Buna göre Bayram, sigortasının yatmadığı ve çalışmadı olarak gösterilen tarihlerde de ASM’de çalışmaya devam etti, gelen hastaların işlemlerini gerçekleştirdi. ANKA Haber Ajansı’na konuşan Bayram, şunları söyledi:
"Sistem şöyle. Doktorlar kendi tercihiyle A sınıfı gruplandırmaya dahil olabiliyorlar. Ama bu sınıflandırmanın gereğini yerine getirmesi gereken durumlar var. Bunlardan bir tanesi de benim gibi sözleşmeli sağlık çalışanı bulundurmak. Ben o şekilde işe başladım 2015 yılında, sözleşmeli ATT olarak çalışıyordum.
"Geçmişe dönük 2 aylık sigorta eksik"
Mart ayından itibaren sigortalarda gecikme yaşanmaya başladı. Gecikmenin sebebi için sistemi anlatayım. Devlet aile hekimlerine bir ödenek verir, bu ödenekle aile hekimleri bizim sigortalarımızı, maaşlarımızı yatırır, giderleri karşılar. Bunu mali müşavir veya muhasebeciyle de yapabilir ama genellikle taşeron şirkete vermeyi tercih ediyorlar. Türkiye’nin her yerinde bu yöntemi tercih ediyorlar. Şirket de bu sorumluluğu yerine getirmediği için problem yaşadık. Mart ve nisan ayları sigorta primlerim yatmadı, mayıs ve haziran ayları yatırıldı, temmuz ağustos ayları da henüz e-Devlet’e yansımadığı için göremiyoruz.
"İl sağlık müdürlüğü göz yumdu"
Burada her ne kadar sorumlu aracı şirket gibi görünse de asıl sorumluluk aile hekimleri ve Bursa İl Sağlık Müdürlüğü’ndedir.

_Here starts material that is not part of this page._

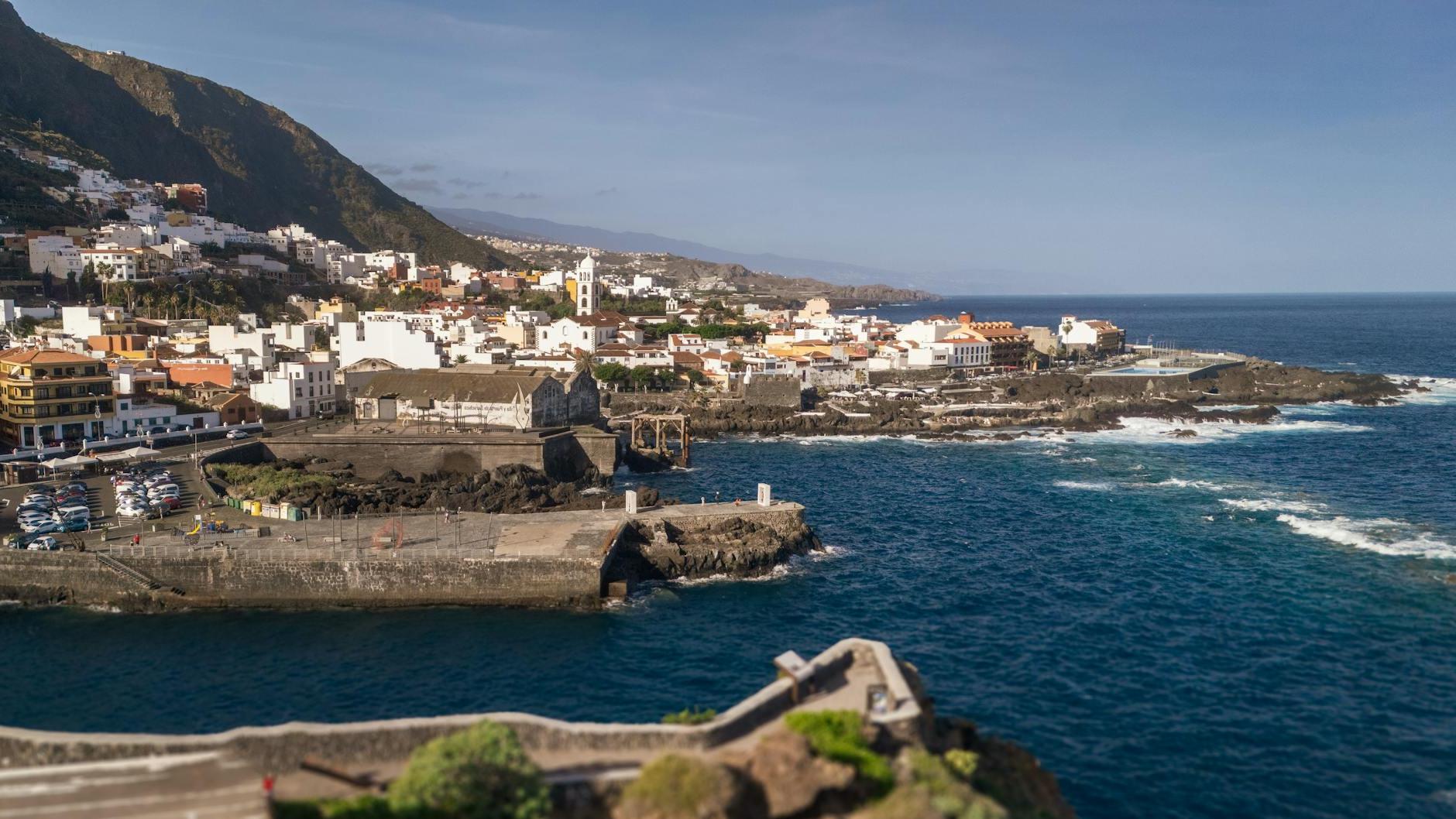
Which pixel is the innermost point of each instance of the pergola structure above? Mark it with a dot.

Konuyu aile hekimleri ve il sağlık müdürlüğü görevlileriyle sözlü olarak görüştüm ama hiçbir şey yapılmadı. 6 ayda bir il sağlık müdürlüğünden bize denetleme ekibi gelir ve sınıflandırma denetlemesi yapılır. A sınıfı aile hekimliği şartları yerine getirilmeden, sigortasız ve usulsüz bir şekilde çalışmaya devam ettik. İl sağlık müdürlüğü hiçbir yaptırımda bulunmadı ve bu duruma göz yumdu."
Son süreçte aile hekimlerinin başka bir taşeron firmayla anlaştığını söyleyen Bayram, "Bizim haklarımızdan vazgeçmemizi ve yeni firmaya sıfırdan işe başlamış gibi devam etmemizi istedi. Yani bir önceki şirketi sorumluluğunu almadan yeni işe başlıyormuş gibi o şekilde işe başlamamızı, haklarımızdan feragat etmemizi istediler. Tazminatlarımızın zaten yatırılmayacağını söylediler" dedi.
Canan Bayram, "Gelinen noktada sigorta primlerim ödenmemiş, tazminatım yatırılmamış bir şekilde işten ayrıldım. Hak kaybımız var. Bunun sorumlusu da aile hekimleri ve il sağlık müdürlüğüdür. Ben burada kendi mağduriyetimi anlattım ama bir çok insan bu mağduriyeti yaşıyor. Bu sorunun giderilmesini istiyorum" ifadelerini kullandı.
İddialara ilişkin görüşü sorulan Bursa İl Sağlık Müdürlüğü yetkilileri, herhangi bir yanıt vermedi.